Last week the Federal Trade Commission (FTC) sent warning letters to providers of environmental certification seals, and to businesses using those seals, alerting them to the Commission's concerns that the seals "could be considered deceptive and may not comply with the FTC's environmental marketing guidelines."

In the FTC's news release, Jessica Rich, Director of the FTC's Bureau of Consumer Protection, indicated that "environmental seals and certifications matter to people who want to shop green." "But if the seals' claims are broader than the products' benefits, they can deceive people."

In 2012, the FTC published its Guides for the Use of Environmental Marketing Claims (Green Guides). The FTC had first issued the Green Guides in 1992 to help marketers ensure that claims they made were true and substantiated. The Green Guides provide: 1) general principles that apply to all environmental marketing claims; 2) how consumers are likely to interpret particular claims and how marketers can substantiate these claims; and 3) how marketers can qualify their claims to avoid deceiving consumers. The FTC had revised the Green Guides in 1996 and 1998, and in 2010 it proposed the current revisions.

The Green Guides address environmental claims, namely renewable material claims, renewable energy claims, and carbon-offset claims.
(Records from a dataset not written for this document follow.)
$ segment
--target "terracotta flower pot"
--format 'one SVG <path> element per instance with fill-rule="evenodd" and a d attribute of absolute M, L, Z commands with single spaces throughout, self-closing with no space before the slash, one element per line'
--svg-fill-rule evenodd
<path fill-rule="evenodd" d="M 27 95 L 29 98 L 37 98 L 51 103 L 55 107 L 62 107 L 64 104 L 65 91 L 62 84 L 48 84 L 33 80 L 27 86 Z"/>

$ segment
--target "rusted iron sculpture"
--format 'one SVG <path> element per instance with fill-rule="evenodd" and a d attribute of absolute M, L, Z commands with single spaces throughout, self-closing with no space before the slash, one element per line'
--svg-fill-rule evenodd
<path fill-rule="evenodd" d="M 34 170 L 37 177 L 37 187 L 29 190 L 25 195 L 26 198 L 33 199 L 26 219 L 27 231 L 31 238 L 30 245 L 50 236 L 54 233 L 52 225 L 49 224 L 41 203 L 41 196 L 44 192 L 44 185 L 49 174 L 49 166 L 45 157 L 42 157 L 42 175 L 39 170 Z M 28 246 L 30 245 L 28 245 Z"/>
They also clarify and supplement existing guidance on general environmental benefit claims, ozone-safe, compostable, degradable, recyclable, recycled content, source reduction, refillable, and free-of/non-toxic claims, and the use of certifications and seals of approval. While during the rulemaking some public comments had requested that the FTC add a section to the Green Guides discussing organic and natural claims, the FTC declined because the Food and Drug Administration (FDA) and United States Department of Agriculture (USDA) also regulate the use of those terms.

The Green Guides were published at 16 CFR Part 260. As guidance documents they do not have the force and effect of law and are not independently enforceable. The FTC can, however, take action under Section 5 of the FTC Act, which prohibits unfair or deceptive practices, if a marketer makes an environmental claim inconsistent with the Green Guides.

Green seals and certifications, if not used clearly, can inadvertently deceive consumers by conveying something about a product that is not true. The FTC's news release about the warning letters this week explains that unqualified general environmental benefit claims such as "green" and "eco-friendly" convey a "broad range of attributes, and that almost no product could have them all." The Green Guides require that green claims be properly qualified, and provide some examples of how to create a seal or certificate to avoid deceiving consumers.

With this new round of ongoing enforcement proceedings and warnings relating to the Green Guides (see our previous blog about earlier FTC enforcement activities), manufacturers, distributors, and sellers of products should look closely at their marketing materials and "green" claims. Make sure now that your claims are substantiated, before the FTC comes calling.